Dec 28, 2010

LA Weekly finds unremarkable Patch journalism remarkable

It should not be surprising that the Echo Park Patch did a solid story about a Christmas Day murder in Echo Park; the kind of thing many good cops reporters would do following a holiday shooting on their beat.

But the LA Weekly was surprised anyway because it had such low expectations. Here's part of the Weekly's blog post:
Here's one thing AOL Patch could be great for, and certainly was in Echo Park this Christmas: documenting the countless gang-related murders that fly under the radar of mainstream media while the homicides of white-collar (and just plain white) victims like celebrity publicist Ronni Chasen get all the airtime. We're often guilty of the same.

-snip-

Here's to you, WalMart of news, for a job well done.
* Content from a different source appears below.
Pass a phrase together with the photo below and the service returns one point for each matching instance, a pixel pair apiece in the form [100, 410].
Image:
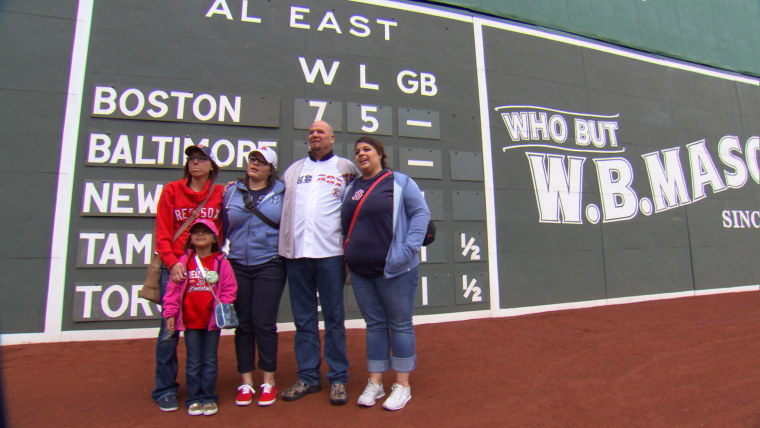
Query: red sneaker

And on Christmas Day, no less.
First, why resurrect the wrongheaded "WalMart of news" name calling? AOL has planted Patch sites mostly in smaller, leafy communities that are either affluent or rapidly gentrifying. These are not the places WalMarts generally locate. WalMarts are hub stores that serve their sameness on a regional level, as many newspaper chains do.

(The Weekly does repeat a righteous criticism of AOL for its failure to launch Patch in poor communities - the ones that often need watchdogs the most.)
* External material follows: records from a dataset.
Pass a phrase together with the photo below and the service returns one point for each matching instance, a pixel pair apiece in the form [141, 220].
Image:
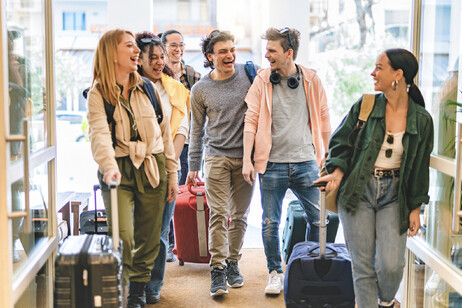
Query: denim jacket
[357, 161]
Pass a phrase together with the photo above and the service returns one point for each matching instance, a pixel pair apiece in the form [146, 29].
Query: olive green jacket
[357, 161]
Second, newspapers sometimes have policies against publishing front-page stories about gang murders. The soundness of these policies is debatable (especially in the era of local blogs), but it's not always a matter of oversight.

Third, why treat Patch as if it were a loopy grandmother who miraculously remembered your name? The sites shouldn't be graded on a curve.

The point here is that local news matters to local readers and Patch, for all its faults, is filling a void left by consolidations at the Weekly, the LA Times, LANG and Freedom. Some sites in the Patch network will do a good job, some won't. The cheap model AOL has used almost guarantees patchy quality. Nevertheless, Patch editors earn more than most LANG reporters and all unemployed former Weekly and Times reporters, so there is a talent pool to tap into.

Also, we should not forget that another website, The Eastsider LA, written by former LA Times reporter Jesus Sanchez, has been keeping an eye on Echo Park and surrounding neighborhoods since 2008.

3 comments:

Anonymous said...

> why treat Patch as if it were a loopy grandmother who miraculously remembered your name?

If it ACTS like my loopy grandmother, I don't see any reason why it shouldn't be considered that way.

I will say that the Redmond Carolipio article on the Echo Park murder was good. If you could clone more of him, that might solve The Patch Problem. But overall, it is just not cutting the mustard.

This whole stringer mentality, piece-work journalism tactic is going to snap AOL back in the kisser.

You cannot run a real news organization on pie-in-the-sky and if-wishes-were-fishes-philosophies.

Patch is feeling an initial surge because it has become the retaliatory employment choice for journalists fed up with organizations like MNG.

But AOL will drop these hopeful souls like a cold sack of mush after their bean-counters can't realize a decent profit for their shareholders. Same as Singleton.

Same sack of sh*t, different day. And even less reliable.

Anonymous said...

Our local Patch is pathetic. Inteviews with very forgetable people; stupid questions and answers with the answers provided largely by themselves; horrible recipes. We have holidy fireworks in our city and the coverage of them did not include any fireworks pictures - actually people mostly waiting for the fireworks. The actual fireworks coverage came much later in the form of a video.

Anonymous said...

The Weekly sucks hard and so does Patch. Pretty simple, really.